Vou descrever a cena: o semáforo estava adiante, um idoso de bengala aproximava-se da faixa de pedestres, uma motocicleta surgia pelo retrovisor e, à direita, uma sequência de bandeiras balançava junto à calçada, rostos, números, cores e nomes sacudidos pelo vento que anunciava a tempestade.
Eu ouvia música retrô.
Todas pediam a mesma coisa: preste atenção e olhe para mim! Ao menos é o que eu senti.

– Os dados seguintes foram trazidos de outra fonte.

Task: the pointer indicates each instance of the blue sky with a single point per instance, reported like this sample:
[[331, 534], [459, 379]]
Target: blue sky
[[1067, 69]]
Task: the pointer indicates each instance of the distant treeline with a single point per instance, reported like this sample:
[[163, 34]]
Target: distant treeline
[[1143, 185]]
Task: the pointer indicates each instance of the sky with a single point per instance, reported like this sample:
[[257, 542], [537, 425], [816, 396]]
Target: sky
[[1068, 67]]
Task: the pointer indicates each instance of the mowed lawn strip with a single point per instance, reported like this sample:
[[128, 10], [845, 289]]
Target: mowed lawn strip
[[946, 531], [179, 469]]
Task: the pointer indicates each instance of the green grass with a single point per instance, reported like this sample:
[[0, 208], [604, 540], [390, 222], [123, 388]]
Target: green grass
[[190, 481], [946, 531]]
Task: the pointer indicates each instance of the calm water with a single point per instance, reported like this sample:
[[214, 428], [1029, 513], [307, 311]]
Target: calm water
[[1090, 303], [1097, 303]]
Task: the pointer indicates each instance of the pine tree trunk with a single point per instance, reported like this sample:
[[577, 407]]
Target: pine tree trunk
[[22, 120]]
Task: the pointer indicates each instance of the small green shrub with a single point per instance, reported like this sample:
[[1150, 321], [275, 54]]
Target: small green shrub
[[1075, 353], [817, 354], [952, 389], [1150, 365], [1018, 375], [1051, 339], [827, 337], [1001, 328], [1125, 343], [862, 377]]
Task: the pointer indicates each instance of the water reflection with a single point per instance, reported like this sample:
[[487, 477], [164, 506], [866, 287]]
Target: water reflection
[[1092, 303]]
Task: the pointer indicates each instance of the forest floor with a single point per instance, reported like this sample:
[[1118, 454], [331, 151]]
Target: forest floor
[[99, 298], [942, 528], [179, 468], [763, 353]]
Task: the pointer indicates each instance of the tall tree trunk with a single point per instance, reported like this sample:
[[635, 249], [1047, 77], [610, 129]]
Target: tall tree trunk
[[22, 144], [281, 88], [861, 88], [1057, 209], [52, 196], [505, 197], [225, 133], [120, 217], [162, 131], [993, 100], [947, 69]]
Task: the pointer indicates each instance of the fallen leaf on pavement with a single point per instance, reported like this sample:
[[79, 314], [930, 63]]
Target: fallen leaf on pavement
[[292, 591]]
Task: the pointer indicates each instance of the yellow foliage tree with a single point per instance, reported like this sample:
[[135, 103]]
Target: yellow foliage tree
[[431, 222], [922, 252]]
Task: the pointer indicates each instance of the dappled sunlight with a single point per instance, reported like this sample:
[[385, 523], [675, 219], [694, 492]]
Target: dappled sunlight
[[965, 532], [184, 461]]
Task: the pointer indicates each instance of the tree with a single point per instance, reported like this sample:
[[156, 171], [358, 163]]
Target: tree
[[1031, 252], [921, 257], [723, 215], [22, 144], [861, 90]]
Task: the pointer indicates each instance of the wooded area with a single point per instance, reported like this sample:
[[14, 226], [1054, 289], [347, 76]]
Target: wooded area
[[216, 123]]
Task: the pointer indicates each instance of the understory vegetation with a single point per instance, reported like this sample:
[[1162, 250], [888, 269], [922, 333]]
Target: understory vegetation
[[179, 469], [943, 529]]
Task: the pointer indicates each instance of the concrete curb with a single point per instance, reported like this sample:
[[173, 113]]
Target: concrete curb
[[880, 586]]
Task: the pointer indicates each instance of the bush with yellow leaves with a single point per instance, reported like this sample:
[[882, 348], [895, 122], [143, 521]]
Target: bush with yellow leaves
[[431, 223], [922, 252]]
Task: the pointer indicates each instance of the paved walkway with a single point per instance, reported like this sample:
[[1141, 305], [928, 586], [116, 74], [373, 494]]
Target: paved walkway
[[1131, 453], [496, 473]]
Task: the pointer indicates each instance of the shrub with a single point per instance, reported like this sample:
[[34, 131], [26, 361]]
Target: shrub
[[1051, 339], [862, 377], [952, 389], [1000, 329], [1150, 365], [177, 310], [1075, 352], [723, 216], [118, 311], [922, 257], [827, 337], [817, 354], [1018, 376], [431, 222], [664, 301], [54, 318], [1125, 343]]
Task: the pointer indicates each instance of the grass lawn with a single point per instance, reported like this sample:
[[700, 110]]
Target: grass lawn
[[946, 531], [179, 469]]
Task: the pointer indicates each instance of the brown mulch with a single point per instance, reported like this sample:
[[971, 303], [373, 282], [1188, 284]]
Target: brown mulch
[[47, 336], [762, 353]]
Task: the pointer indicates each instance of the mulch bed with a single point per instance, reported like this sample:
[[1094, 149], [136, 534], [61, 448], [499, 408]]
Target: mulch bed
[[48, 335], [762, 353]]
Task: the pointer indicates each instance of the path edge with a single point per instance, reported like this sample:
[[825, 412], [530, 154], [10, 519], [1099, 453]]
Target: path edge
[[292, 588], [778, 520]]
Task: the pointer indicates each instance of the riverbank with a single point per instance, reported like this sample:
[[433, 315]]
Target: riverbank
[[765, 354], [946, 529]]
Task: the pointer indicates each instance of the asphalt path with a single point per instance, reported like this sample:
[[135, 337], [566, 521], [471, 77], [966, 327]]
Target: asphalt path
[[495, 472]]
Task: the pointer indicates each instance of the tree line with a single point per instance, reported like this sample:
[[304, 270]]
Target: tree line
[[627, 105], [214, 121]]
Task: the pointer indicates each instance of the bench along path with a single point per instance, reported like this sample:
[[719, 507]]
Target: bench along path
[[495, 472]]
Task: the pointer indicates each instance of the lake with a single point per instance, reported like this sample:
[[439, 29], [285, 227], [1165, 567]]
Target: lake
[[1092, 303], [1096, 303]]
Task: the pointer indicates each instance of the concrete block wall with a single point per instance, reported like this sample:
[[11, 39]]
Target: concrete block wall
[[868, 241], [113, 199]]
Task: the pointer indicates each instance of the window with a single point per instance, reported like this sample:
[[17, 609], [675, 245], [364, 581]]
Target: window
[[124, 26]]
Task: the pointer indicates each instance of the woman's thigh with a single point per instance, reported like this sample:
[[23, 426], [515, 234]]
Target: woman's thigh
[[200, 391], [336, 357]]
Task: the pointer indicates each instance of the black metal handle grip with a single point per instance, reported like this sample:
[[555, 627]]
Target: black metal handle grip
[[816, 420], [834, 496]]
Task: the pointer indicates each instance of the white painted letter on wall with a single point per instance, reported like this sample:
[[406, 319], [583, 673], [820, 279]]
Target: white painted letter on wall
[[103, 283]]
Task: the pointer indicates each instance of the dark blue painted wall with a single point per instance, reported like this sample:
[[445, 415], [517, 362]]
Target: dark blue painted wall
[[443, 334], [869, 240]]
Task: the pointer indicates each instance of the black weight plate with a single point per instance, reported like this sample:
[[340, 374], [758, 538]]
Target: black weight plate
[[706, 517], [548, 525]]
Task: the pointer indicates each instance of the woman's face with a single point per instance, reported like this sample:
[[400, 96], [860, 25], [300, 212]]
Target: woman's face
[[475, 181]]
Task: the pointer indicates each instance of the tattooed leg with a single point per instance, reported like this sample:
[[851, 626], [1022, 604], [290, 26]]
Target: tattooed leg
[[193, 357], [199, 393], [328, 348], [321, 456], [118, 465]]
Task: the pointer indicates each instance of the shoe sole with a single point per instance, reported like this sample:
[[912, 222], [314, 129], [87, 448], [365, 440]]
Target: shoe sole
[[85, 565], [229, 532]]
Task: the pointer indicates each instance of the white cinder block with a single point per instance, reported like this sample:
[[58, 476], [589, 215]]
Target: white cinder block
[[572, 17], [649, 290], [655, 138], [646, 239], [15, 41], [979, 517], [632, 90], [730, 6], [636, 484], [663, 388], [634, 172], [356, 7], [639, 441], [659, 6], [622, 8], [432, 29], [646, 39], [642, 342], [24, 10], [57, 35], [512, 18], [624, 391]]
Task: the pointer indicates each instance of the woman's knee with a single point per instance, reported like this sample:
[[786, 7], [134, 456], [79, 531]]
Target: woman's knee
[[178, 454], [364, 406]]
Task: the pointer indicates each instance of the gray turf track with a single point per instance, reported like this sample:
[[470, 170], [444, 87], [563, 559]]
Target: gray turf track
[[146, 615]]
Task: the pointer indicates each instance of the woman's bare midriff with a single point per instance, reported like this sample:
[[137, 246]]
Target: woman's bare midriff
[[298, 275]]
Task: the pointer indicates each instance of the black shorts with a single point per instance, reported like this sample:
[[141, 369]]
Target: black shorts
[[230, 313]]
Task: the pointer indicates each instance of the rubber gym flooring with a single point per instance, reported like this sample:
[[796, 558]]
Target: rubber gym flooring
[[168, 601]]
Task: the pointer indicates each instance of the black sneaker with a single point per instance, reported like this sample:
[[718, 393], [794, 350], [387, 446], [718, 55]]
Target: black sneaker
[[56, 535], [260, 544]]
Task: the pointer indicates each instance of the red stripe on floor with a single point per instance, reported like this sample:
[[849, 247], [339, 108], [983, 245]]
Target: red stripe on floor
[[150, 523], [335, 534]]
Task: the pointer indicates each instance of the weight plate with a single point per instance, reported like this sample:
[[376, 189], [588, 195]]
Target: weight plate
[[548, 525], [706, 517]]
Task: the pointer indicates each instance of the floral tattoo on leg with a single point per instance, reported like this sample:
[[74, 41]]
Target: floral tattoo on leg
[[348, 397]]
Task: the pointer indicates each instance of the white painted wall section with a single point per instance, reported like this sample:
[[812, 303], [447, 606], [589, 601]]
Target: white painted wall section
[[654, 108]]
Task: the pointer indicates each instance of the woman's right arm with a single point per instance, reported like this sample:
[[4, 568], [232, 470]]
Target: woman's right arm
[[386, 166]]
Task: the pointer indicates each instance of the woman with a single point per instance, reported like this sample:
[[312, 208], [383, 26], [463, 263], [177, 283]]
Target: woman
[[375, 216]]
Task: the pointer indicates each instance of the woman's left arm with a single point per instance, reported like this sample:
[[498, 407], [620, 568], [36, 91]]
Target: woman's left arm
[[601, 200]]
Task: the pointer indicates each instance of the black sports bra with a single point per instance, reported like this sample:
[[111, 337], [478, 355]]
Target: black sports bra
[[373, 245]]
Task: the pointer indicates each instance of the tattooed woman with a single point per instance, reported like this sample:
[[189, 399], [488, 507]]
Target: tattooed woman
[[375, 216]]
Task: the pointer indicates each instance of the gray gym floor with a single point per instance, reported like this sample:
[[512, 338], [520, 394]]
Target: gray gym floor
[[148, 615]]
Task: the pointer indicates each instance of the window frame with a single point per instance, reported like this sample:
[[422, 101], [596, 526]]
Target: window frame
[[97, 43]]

Sabem para que serve a publicidade? Seja para vender um refrigerante ou um automóvel, divulgar um serviço, informar temperatura, horário e condições atmosféricas ou apresentar um candidato, sua primeira tarefa é capturar nossa atenção. O problema começa quando instalamos tantos apelos visuais justamente onde o olhar precisa cumprir outra função.
No trânsito, atenção não é mercadoria, trata-se de questão de segurança humana.
Quem dirige precisa ler placas, perceber semáforos, antecipar o movimento de pedestres e ciclistas, acompanhar motocicletas e interpretar, em segundos, uma sucessão de acontecimentos que podem gerar um acidente. Quem caminha também lê a cidade: procura o caminho, observa o piso, identifica obstáculos, aproxima-se de uma travessia e precisa perceber os veículos.
Por que, então, introduzir nesse mesmo campo visual dezenas de objetos criados deliberadamente para desviar nossa atenção?